2002.05.18

【再掲】 【日本糖尿病学会速報】 糖尿病性腎症の発症や進行に関わる遺伝子に迫る

 大会初日最初の「腎症1」セッション「遺伝子レベルでの糖尿病性腎症・人工透析回避への道」では、糖尿病性腎症の発症や進行に関わる遺伝子の研究成果が発表された。現在、糖尿病性腎症や糖尿病自体は、生活・環境要因と複数の遺伝子が相互作用し発症すると考えられている。糖尿病性腎症の発症・進行と相関する遺伝子が複数明らかになれば、糖尿病診断と同時に患者の遺伝子のパターンを検査することで、糖尿病性腎症の発症や進行速度を事前に予測し、治療や生活改善にいかせる可能性がある。

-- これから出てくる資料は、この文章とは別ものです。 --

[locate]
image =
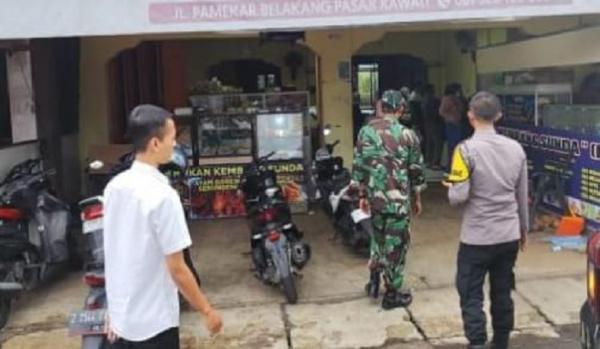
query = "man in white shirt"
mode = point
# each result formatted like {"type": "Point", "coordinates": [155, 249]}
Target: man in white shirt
{"type": "Point", "coordinates": [145, 233]}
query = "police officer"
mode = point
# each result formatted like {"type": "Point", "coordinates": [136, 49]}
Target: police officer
{"type": "Point", "coordinates": [488, 176]}
{"type": "Point", "coordinates": [388, 164]}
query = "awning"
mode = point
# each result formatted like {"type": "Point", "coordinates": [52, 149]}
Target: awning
{"type": "Point", "coordinates": [57, 18]}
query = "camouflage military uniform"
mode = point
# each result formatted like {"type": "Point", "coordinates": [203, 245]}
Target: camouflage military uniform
{"type": "Point", "coordinates": [388, 161]}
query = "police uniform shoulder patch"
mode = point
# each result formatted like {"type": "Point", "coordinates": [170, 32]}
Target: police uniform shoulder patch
{"type": "Point", "coordinates": [459, 171]}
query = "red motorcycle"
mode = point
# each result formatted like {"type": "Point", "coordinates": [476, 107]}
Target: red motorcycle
{"type": "Point", "coordinates": [590, 310]}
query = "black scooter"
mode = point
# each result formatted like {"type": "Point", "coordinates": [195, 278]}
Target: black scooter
{"type": "Point", "coordinates": [330, 174]}
{"type": "Point", "coordinates": [277, 247]}
{"type": "Point", "coordinates": [34, 228]}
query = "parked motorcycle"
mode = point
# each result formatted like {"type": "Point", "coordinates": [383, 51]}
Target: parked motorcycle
{"type": "Point", "coordinates": [340, 200]}
{"type": "Point", "coordinates": [278, 251]}
{"type": "Point", "coordinates": [33, 233]}
{"type": "Point", "coordinates": [330, 174]}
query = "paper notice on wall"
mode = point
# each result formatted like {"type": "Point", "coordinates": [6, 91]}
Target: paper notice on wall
{"type": "Point", "coordinates": [20, 91]}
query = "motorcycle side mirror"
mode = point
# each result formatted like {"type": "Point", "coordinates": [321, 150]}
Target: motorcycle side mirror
{"type": "Point", "coordinates": [327, 128]}
{"type": "Point", "coordinates": [96, 165]}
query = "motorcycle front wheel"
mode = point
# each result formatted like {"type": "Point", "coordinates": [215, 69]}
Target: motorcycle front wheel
{"type": "Point", "coordinates": [289, 288]}
{"type": "Point", "coordinates": [5, 308]}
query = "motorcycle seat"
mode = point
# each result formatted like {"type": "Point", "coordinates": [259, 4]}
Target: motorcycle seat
{"type": "Point", "coordinates": [12, 248]}
{"type": "Point", "coordinates": [11, 214]}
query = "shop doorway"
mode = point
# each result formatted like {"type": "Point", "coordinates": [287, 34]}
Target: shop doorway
{"type": "Point", "coordinates": [373, 74]}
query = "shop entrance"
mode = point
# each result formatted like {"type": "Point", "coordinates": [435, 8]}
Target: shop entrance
{"type": "Point", "coordinates": [373, 74]}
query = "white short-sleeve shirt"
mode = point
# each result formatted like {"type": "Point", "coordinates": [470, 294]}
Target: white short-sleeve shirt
{"type": "Point", "coordinates": [143, 223]}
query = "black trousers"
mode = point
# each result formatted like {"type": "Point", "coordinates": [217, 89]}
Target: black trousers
{"type": "Point", "coordinates": [473, 263]}
{"type": "Point", "coordinates": [168, 339]}
{"type": "Point", "coordinates": [187, 256]}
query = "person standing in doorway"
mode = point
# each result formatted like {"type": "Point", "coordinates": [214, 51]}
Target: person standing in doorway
{"type": "Point", "coordinates": [434, 128]}
{"type": "Point", "coordinates": [145, 233]}
{"type": "Point", "coordinates": [488, 176]}
{"type": "Point", "coordinates": [388, 165]}
{"type": "Point", "coordinates": [452, 110]}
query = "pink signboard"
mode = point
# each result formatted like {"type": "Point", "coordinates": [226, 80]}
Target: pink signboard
{"type": "Point", "coordinates": [165, 12]}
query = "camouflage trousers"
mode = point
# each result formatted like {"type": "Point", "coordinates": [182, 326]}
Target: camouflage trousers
{"type": "Point", "coordinates": [389, 245]}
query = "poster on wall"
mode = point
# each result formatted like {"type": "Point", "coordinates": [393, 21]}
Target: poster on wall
{"type": "Point", "coordinates": [20, 91]}
{"type": "Point", "coordinates": [518, 108]}
{"type": "Point", "coordinates": [210, 191]}
{"type": "Point", "coordinates": [551, 150]}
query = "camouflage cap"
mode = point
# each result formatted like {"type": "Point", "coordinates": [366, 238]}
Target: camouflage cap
{"type": "Point", "coordinates": [393, 99]}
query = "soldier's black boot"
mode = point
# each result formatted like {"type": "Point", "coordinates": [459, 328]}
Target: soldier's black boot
{"type": "Point", "coordinates": [372, 287]}
{"type": "Point", "coordinates": [396, 299]}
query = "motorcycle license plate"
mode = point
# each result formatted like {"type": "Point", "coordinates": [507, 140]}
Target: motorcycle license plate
{"type": "Point", "coordinates": [87, 322]}
{"type": "Point", "coordinates": [92, 225]}
{"type": "Point", "coordinates": [359, 215]}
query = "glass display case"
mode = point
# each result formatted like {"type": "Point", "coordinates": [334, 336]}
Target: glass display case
{"type": "Point", "coordinates": [577, 118]}
{"type": "Point", "coordinates": [252, 103]}
{"type": "Point", "coordinates": [281, 134]}
{"type": "Point", "coordinates": [523, 103]}
{"type": "Point", "coordinates": [225, 135]}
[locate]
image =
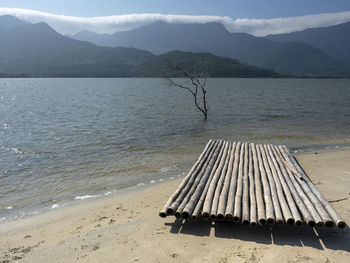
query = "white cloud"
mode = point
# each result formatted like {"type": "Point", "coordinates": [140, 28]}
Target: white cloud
{"type": "Point", "coordinates": [109, 24]}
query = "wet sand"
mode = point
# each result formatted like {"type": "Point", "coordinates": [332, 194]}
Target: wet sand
{"type": "Point", "coordinates": [126, 228]}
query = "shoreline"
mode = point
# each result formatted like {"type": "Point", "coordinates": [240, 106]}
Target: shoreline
{"type": "Point", "coordinates": [126, 227]}
{"type": "Point", "coordinates": [94, 196]}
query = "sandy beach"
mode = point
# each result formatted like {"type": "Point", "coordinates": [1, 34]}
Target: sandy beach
{"type": "Point", "coordinates": [126, 227]}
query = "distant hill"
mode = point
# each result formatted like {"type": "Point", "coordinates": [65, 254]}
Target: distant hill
{"type": "Point", "coordinates": [333, 40]}
{"type": "Point", "coordinates": [36, 50]}
{"type": "Point", "coordinates": [286, 57]}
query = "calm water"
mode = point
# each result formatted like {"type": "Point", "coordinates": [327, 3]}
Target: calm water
{"type": "Point", "coordinates": [67, 139]}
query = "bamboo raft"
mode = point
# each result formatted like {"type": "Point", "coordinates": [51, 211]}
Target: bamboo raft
{"type": "Point", "coordinates": [252, 184]}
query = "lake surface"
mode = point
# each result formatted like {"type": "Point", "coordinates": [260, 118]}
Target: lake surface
{"type": "Point", "coordinates": [68, 139]}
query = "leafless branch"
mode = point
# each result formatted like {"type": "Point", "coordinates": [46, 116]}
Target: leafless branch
{"type": "Point", "coordinates": [198, 80]}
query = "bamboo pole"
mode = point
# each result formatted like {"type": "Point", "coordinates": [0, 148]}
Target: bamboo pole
{"type": "Point", "coordinates": [282, 189]}
{"type": "Point", "coordinates": [245, 180]}
{"type": "Point", "coordinates": [194, 197]}
{"type": "Point", "coordinates": [237, 212]}
{"type": "Point", "coordinates": [175, 206]}
{"type": "Point", "coordinates": [199, 206]}
{"type": "Point", "coordinates": [211, 191]}
{"type": "Point", "coordinates": [274, 195]}
{"type": "Point", "coordinates": [258, 187]}
{"type": "Point", "coordinates": [252, 196]}
{"type": "Point", "coordinates": [233, 184]}
{"type": "Point", "coordinates": [208, 148]}
{"type": "Point", "coordinates": [317, 204]}
{"type": "Point", "coordinates": [296, 201]}
{"type": "Point", "coordinates": [225, 189]}
{"type": "Point", "coordinates": [316, 219]}
{"type": "Point", "coordinates": [188, 203]}
{"type": "Point", "coordinates": [332, 213]}
{"type": "Point", "coordinates": [270, 218]}
{"type": "Point", "coordinates": [218, 189]}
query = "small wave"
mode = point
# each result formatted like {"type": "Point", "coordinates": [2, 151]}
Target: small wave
{"type": "Point", "coordinates": [169, 168]}
{"type": "Point", "coordinates": [85, 197]}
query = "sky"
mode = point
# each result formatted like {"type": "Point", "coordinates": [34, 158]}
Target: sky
{"type": "Point", "coordinates": [231, 8]}
{"type": "Point", "coordinates": [257, 17]}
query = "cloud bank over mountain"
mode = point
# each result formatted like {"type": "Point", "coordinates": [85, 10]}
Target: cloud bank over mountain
{"type": "Point", "coordinates": [110, 24]}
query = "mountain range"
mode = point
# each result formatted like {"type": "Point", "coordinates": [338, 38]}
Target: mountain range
{"type": "Point", "coordinates": [332, 40]}
{"type": "Point", "coordinates": [290, 56]}
{"type": "Point", "coordinates": [36, 50]}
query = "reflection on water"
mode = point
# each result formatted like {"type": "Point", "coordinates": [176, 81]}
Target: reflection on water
{"type": "Point", "coordinates": [66, 138]}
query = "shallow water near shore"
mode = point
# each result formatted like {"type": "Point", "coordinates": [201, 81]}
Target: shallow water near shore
{"type": "Point", "coordinates": [72, 139]}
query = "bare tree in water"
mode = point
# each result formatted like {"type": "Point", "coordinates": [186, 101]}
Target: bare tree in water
{"type": "Point", "coordinates": [197, 85]}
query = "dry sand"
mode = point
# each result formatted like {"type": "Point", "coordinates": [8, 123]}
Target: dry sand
{"type": "Point", "coordinates": [126, 228]}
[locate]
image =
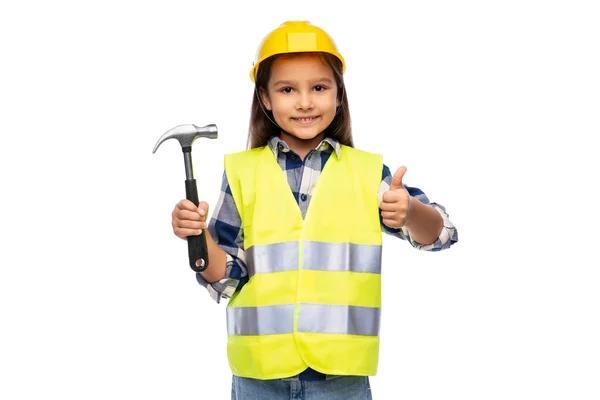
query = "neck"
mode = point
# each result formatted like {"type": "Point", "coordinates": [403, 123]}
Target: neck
{"type": "Point", "coordinates": [301, 146]}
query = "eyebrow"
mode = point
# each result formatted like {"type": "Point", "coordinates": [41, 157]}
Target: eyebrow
{"type": "Point", "coordinates": [291, 83]}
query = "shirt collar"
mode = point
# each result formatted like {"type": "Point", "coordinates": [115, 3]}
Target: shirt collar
{"type": "Point", "coordinates": [276, 144]}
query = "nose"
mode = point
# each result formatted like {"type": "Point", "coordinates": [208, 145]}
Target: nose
{"type": "Point", "coordinates": [305, 101]}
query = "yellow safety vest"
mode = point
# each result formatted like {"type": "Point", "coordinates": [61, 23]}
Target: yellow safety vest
{"type": "Point", "coordinates": [314, 293]}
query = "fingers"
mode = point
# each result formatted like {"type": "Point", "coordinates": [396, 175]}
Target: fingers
{"type": "Point", "coordinates": [391, 198]}
{"type": "Point", "coordinates": [397, 179]}
{"type": "Point", "coordinates": [189, 220]}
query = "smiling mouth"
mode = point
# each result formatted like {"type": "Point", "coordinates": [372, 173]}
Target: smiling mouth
{"type": "Point", "coordinates": [305, 120]}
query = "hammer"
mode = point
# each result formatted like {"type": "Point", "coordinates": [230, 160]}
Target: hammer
{"type": "Point", "coordinates": [186, 134]}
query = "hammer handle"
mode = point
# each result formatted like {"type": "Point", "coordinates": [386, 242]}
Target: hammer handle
{"type": "Point", "coordinates": [197, 248]}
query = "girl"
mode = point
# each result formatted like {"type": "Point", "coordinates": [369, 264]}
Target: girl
{"type": "Point", "coordinates": [299, 252]}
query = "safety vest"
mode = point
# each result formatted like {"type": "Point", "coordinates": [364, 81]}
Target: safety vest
{"type": "Point", "coordinates": [314, 293]}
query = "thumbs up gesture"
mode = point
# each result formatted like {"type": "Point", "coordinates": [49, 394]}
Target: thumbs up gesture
{"type": "Point", "coordinates": [396, 203]}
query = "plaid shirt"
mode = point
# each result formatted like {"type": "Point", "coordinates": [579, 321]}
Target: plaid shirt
{"type": "Point", "coordinates": [225, 226]}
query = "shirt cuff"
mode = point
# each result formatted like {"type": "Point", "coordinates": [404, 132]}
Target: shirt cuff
{"type": "Point", "coordinates": [226, 287]}
{"type": "Point", "coordinates": [448, 236]}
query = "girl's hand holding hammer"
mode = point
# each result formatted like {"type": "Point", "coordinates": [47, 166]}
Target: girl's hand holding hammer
{"type": "Point", "coordinates": [189, 220]}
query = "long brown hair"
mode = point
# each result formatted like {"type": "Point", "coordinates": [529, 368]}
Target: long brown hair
{"type": "Point", "coordinates": [262, 126]}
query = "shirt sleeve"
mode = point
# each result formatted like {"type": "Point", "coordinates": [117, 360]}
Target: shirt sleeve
{"type": "Point", "coordinates": [226, 229]}
{"type": "Point", "coordinates": [449, 234]}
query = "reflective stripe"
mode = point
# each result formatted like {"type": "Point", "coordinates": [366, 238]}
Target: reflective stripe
{"type": "Point", "coordinates": [263, 259]}
{"type": "Point", "coordinates": [319, 256]}
{"type": "Point", "coordinates": [265, 320]}
{"type": "Point", "coordinates": [351, 320]}
{"type": "Point", "coordinates": [342, 257]}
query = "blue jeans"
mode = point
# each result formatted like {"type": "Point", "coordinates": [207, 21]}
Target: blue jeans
{"type": "Point", "coordinates": [339, 388]}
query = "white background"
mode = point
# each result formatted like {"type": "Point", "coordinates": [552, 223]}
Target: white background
{"type": "Point", "coordinates": [492, 106]}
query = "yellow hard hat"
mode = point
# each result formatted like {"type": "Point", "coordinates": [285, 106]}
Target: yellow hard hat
{"type": "Point", "coordinates": [295, 37]}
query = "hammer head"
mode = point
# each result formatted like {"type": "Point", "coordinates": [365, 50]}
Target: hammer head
{"type": "Point", "coordinates": [186, 134]}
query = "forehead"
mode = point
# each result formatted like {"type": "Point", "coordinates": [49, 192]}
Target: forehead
{"type": "Point", "coordinates": [300, 66]}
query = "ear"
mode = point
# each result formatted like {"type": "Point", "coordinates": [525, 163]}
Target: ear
{"type": "Point", "coordinates": [264, 96]}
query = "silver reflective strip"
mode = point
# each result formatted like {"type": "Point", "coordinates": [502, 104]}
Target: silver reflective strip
{"type": "Point", "coordinates": [351, 320]}
{"type": "Point", "coordinates": [265, 320]}
{"type": "Point", "coordinates": [267, 258]}
{"type": "Point", "coordinates": [341, 257]}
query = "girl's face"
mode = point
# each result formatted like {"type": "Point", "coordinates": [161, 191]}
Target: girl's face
{"type": "Point", "coordinates": [302, 94]}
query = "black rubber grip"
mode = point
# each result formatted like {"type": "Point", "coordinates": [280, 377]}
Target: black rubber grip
{"type": "Point", "coordinates": [197, 248]}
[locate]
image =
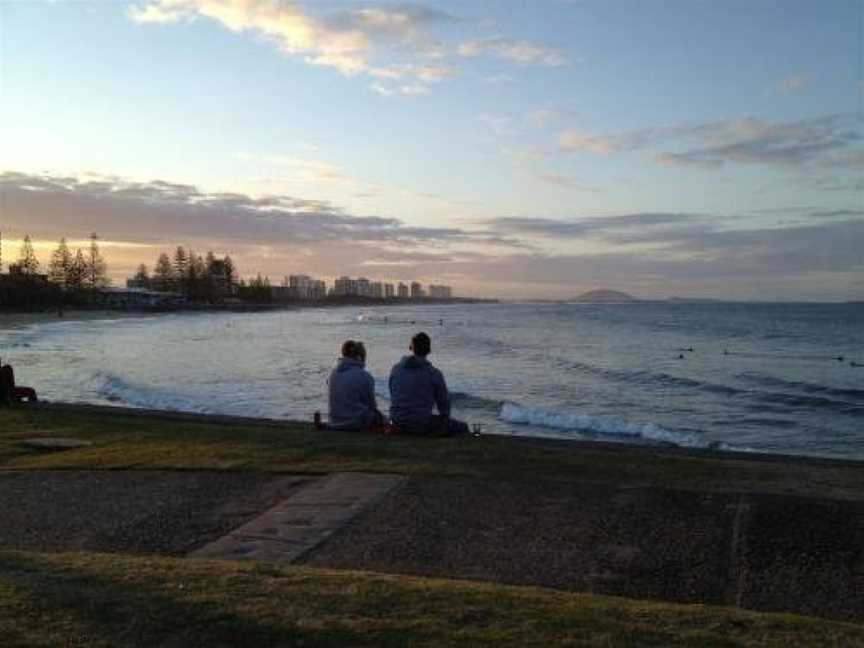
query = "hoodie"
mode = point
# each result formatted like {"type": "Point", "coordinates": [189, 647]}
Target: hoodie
{"type": "Point", "coordinates": [352, 396]}
{"type": "Point", "coordinates": [416, 386]}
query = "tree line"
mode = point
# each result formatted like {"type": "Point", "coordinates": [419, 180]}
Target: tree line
{"type": "Point", "coordinates": [205, 279]}
{"type": "Point", "coordinates": [66, 279]}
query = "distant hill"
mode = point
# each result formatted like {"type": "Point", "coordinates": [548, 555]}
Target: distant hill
{"type": "Point", "coordinates": [605, 297]}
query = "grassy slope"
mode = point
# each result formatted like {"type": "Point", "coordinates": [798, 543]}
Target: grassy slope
{"type": "Point", "coordinates": [167, 602]}
{"type": "Point", "coordinates": [155, 601]}
{"type": "Point", "coordinates": [121, 440]}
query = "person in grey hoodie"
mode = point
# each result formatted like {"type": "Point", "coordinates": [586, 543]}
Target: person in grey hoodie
{"type": "Point", "coordinates": [416, 387]}
{"type": "Point", "coordinates": [352, 391]}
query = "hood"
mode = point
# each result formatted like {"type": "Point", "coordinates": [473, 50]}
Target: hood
{"type": "Point", "coordinates": [413, 362]}
{"type": "Point", "coordinates": [347, 364]}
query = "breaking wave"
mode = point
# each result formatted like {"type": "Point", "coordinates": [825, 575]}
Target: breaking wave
{"type": "Point", "coordinates": [119, 391]}
{"type": "Point", "coordinates": [596, 426]}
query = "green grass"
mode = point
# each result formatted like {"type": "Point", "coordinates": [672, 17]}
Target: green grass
{"type": "Point", "coordinates": [123, 440]}
{"type": "Point", "coordinates": [110, 600]}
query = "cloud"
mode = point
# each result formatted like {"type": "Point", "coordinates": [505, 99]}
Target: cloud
{"type": "Point", "coordinates": [349, 41]}
{"type": "Point", "coordinates": [586, 226]}
{"type": "Point", "coordinates": [516, 51]}
{"type": "Point", "coordinates": [822, 140]}
{"type": "Point", "coordinates": [164, 211]}
{"type": "Point", "coordinates": [565, 181]}
{"type": "Point", "coordinates": [793, 84]}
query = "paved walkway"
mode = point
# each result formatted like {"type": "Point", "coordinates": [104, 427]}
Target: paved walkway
{"type": "Point", "coordinates": [300, 523]}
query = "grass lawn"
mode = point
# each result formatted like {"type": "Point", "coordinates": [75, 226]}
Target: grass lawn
{"type": "Point", "coordinates": [110, 600]}
{"type": "Point", "coordinates": [124, 440]}
{"type": "Point", "coordinates": [87, 599]}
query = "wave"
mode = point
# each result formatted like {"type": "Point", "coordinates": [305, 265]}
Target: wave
{"type": "Point", "coordinates": [596, 426]}
{"type": "Point", "coordinates": [470, 401]}
{"type": "Point", "coordinates": [806, 387]}
{"type": "Point", "coordinates": [120, 391]}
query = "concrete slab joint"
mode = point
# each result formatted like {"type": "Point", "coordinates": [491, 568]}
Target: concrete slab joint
{"type": "Point", "coordinates": [300, 523]}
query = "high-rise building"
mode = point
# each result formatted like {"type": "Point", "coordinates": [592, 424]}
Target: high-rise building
{"type": "Point", "coordinates": [345, 286]}
{"type": "Point", "coordinates": [364, 287]}
{"type": "Point", "coordinates": [440, 292]}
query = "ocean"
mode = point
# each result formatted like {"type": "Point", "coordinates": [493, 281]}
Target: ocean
{"type": "Point", "coordinates": [746, 377]}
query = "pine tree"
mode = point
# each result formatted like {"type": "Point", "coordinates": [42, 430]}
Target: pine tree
{"type": "Point", "coordinates": [181, 269]}
{"type": "Point", "coordinates": [163, 274]}
{"type": "Point", "coordinates": [28, 263]}
{"type": "Point", "coordinates": [230, 274]}
{"type": "Point", "coordinates": [142, 277]}
{"type": "Point", "coordinates": [61, 262]}
{"type": "Point", "coordinates": [97, 270]}
{"type": "Point", "coordinates": [76, 278]}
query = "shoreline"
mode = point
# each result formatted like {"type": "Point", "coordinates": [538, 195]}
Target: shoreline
{"type": "Point", "coordinates": [18, 319]}
{"type": "Point", "coordinates": [569, 445]}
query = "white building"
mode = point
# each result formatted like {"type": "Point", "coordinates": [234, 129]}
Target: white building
{"type": "Point", "coordinates": [440, 292]}
{"type": "Point", "coordinates": [305, 287]}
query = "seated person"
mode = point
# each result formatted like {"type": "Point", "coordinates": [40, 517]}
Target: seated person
{"type": "Point", "coordinates": [352, 392]}
{"type": "Point", "coordinates": [9, 392]}
{"type": "Point", "coordinates": [416, 387]}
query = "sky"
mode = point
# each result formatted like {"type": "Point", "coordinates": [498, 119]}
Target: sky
{"type": "Point", "coordinates": [511, 149]}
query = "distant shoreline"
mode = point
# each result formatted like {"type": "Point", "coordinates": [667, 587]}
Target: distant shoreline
{"type": "Point", "coordinates": [10, 319]}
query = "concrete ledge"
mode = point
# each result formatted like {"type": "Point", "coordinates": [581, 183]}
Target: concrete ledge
{"type": "Point", "coordinates": [300, 523]}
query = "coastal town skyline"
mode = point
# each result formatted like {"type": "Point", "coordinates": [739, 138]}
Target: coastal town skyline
{"type": "Point", "coordinates": [510, 150]}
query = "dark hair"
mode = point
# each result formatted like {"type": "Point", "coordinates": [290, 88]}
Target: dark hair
{"type": "Point", "coordinates": [421, 344]}
{"type": "Point", "coordinates": [354, 349]}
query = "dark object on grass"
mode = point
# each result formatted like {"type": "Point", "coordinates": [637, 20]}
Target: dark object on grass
{"type": "Point", "coordinates": [9, 392]}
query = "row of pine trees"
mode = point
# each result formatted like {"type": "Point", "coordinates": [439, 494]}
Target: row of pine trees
{"type": "Point", "coordinates": [200, 278]}
{"type": "Point", "coordinates": [86, 269]}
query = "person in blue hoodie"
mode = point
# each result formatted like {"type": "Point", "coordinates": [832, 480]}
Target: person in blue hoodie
{"type": "Point", "coordinates": [352, 392]}
{"type": "Point", "coordinates": [416, 388]}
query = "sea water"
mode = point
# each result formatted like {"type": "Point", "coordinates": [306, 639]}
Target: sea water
{"type": "Point", "coordinates": [749, 377]}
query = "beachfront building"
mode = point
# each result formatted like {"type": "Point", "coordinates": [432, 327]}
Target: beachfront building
{"type": "Point", "coordinates": [306, 287]}
{"type": "Point", "coordinates": [345, 286]}
{"type": "Point", "coordinates": [364, 287]}
{"type": "Point", "coordinates": [440, 292]}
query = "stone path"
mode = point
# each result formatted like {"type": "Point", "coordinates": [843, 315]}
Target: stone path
{"type": "Point", "coordinates": [300, 523]}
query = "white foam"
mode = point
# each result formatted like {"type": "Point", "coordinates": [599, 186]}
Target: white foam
{"type": "Point", "coordinates": [119, 391]}
{"type": "Point", "coordinates": [596, 425]}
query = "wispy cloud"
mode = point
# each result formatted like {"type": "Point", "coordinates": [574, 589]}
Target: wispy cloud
{"type": "Point", "coordinates": [821, 140]}
{"type": "Point", "coordinates": [125, 210]}
{"type": "Point", "coordinates": [516, 51]}
{"type": "Point", "coordinates": [793, 84]}
{"type": "Point", "coordinates": [362, 40]}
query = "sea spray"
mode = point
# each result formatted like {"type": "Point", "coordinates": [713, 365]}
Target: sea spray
{"type": "Point", "coordinates": [596, 426]}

 セッションでは、いくつかの遺伝子とその変異(遺伝子多型)の糖尿病性腎症との関連について、興味深い報告が相次いだ。例えば、滋賀医大第三内科の荒木信一氏は、ApoE e2遺伝子の変異が腎症発症の危険因子と報告した。また川崎医大糖尿病内分泌内科の斉藤美恵子氏は、ApoE2遺伝子を持つ糖尿病患者のレムナントリポ蛋白・ApoE2 IDLが腎メサンギウム細胞に影響し腎症進展に関与すると報告した。ApoE遺伝子は脂質代謝に関わるとされ、アルツハイマー病や高脂血症などとの関連も研究されている。

 食事・生活パターンから糖尿病発症・増悪リスクが予測できるのと同様に、これら遺伝子レベルの「パターン、個性」をDNAチップ(シリコンやガラスの板に、あらかじめ疾病遺伝子サンプルを配置し、患者の血液などから採取したDNAを作用させると、患者がどんな遺伝子を持っているか分かる検査器具)などにより検査することで、糖尿病性腎症の発症・重症化リスクを臨床現場でも予測したり、腎症発症の「その時」を捉え、治療・予防対策を講じられるようになる。

 最終的には人工透析という、患者のQOL的にも医療費的にも極めて大きな問題を生じる糖尿病性腎症の予防・進行阻止は、特に栄養・食生活の洋式化により糖尿病患者そして糖尿病性腎症による透析導入が増加しつつある日本では大きな課題である。

 現在わが国の透析患者約20万人のうち25%は糖尿病性腎症が原因とされ、なお増加傾向にある。また、新規透析導入患者の4割弱が糖尿病性腎症を原因とする。痴呆症のため透析がままならない患者の増加も予期される。今後「遺伝子レベルの診察」も可能になれば、糖尿病性腎症の予防・管理をより徹底し、週3日毎回6時間以上の時間と、一人年間500万円、既に1兆円以上もの医療費が費やされている人工透析患者の発生を食い止める新しい力になるかも知れない。

■訂正■
 最後の段落で「現在わが国の透析患者約20万人のうち4割は糖尿病性腎症が原因とされ、なお増加傾向にある」とあるのは「現在わが国の透析患者約20万人のうち25%は糖尿病性腎症が原因とされ、なお増加傾向にある」の間違いでした。その後に「また、新規透析導入患者の4割弱が糖尿病性腎症を原因とする」を加えました。同じ段落で「週3日毎回6時間以上の時間と、一人1カ月約60万円、既に1兆円以上もの医療費」とあるのは「週3日毎回6時間以上の時間と、一人年間500万円、既に1兆円以上もの医療費」に表現を改めました。